F. The Directors may remove any officer from office with or without
assignment of cause by vote of a majority of the Directors then
in office.
G. If cause is assigned for removal of any Director or officer,
such Director or officer may be removed only after a reasonable
notice and opportunity to be heard before the body proposing to
remove him.
Article (5)
There shall be a clerk of the corporation who may be a member of
the corporation and who shall be entrusted with the books of the
corporation, and who shall sign all corporate votes, amendments
and records of meetings and shall be an agent of the corporation
for the service of process. Said clerk shall be appointed by the
board of directors for term of one (1) year.
Article (6)
Membership in this corporation is limited to all dues paying individuals,
in good standing, in the business of snow and ice removal in the
Commonwealth of Massachusetts, providing these services to the Massachusetts
Highway Department. Any member ceasing to fulfill the necessary
qualifications will be dropped from the role of membership. Article
(7)
Each member shall be entitled to one vote in the affairs of the
corporation. Proxy voted is permitted.
Article (8)
There shall be an annual meeting of the corporation during the month
of October (unless otherwise ordered by the Board of Directors)
for electing Directors, receiving reports and transacting other
business. Notice of these meetings, issued by the Clerk, shall be
mailed to the last recorded address of each member at least fourteen
(14) days before the time appointed for the meeting. The presence
of no less than twenty-five (25%) percent of the membership shall
constitute a Quorum and, shall be necessary to conduct the business
of the organization.
In the event that less than twenty-five (25%) percent of the membership
is present at any meeting, the presiding member may adjourn from
time to time until a quorum is present. However, if at a meeting
a quorum existed at the time set for that meeting, then a quorum
will be deemed to exist for the length of that entire meeting.
Article (9)
The Board of Directors, within 14 days of each Class election, by
majority vote, shall elect a President, two Vice-Presidents and
Secretary, Treasurer. Other offices may be established and elected
by the Board of Directors. The President shall appoint a Nominating
Election Committee two months prior to the annual meeting and elections
for the purpose of nominating Directors and preparing ballots, and
attending to any other responsibilities associated with the nomination
and election process.
Article (10)
These By-Laws may be amended or repealed in whole or in part by
a majority vote of the membership present at any duly organized
special meeting of the corporation.
Article (11)
Bylaws will be hereafter adopted. Such bylaws may be amended or
repealed in whole or in part, in the manner provided therein, and
the amendments to the bylaws shall be binding on all members, including
those who may have voted against them.
Article (12)
In the event of dissolution of this corporation, the board of directors
shall, after paying or making provisions for the payment of all
liabilities of the corporation, dispose of all the unencumbered
excess assets of the corporation in a manner as such organization(s)
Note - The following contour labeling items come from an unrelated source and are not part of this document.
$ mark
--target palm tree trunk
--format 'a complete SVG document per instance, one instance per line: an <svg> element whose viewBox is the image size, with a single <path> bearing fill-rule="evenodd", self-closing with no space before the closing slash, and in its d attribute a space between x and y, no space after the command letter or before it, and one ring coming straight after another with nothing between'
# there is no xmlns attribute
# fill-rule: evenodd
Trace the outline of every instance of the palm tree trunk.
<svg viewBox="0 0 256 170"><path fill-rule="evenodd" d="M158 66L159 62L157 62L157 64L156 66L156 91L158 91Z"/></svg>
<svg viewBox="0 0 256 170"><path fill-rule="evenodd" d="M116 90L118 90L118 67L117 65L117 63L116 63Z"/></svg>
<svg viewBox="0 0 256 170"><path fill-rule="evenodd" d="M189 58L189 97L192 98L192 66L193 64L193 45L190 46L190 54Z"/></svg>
operated for exclusively charitable, education, religious, or scientific
purposes may dispose of assets in conformance with existing law.
Article (13)
Order of business for meetings: Call to order at appointed time.
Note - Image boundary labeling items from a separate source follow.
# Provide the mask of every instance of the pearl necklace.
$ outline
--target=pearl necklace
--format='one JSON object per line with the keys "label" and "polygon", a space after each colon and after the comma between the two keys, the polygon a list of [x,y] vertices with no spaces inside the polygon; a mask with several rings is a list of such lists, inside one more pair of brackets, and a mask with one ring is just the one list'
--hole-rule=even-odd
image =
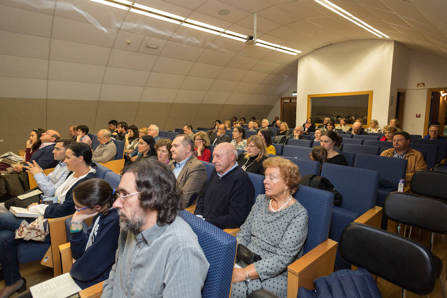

Call for nonmembers to leave the meeting. Only those members with
valid Massachusetts Snow and Ice Removal membership cards and a
valid picture I.D. will be allowed access to the meeting room. Call
for all cell phones to be turned off. Recognition of new members.
Secretary will read the minutes of the last meeting. The treasurer
will give a report. The Board of Directors will provide a report.
All committees will report. All unfinished business will be attended
to. New business will be discussed. Meeting will be adjourned.
Article (14)
Dues shall be set by the Board of Directors. Payable by August 1st.
The Treasurer of the association shall be required to send a dues
statement to each member no later than June 1st.
Article (15)
No funds shall be solicited or collected in the name of the association
except by vote of the Board of Directors.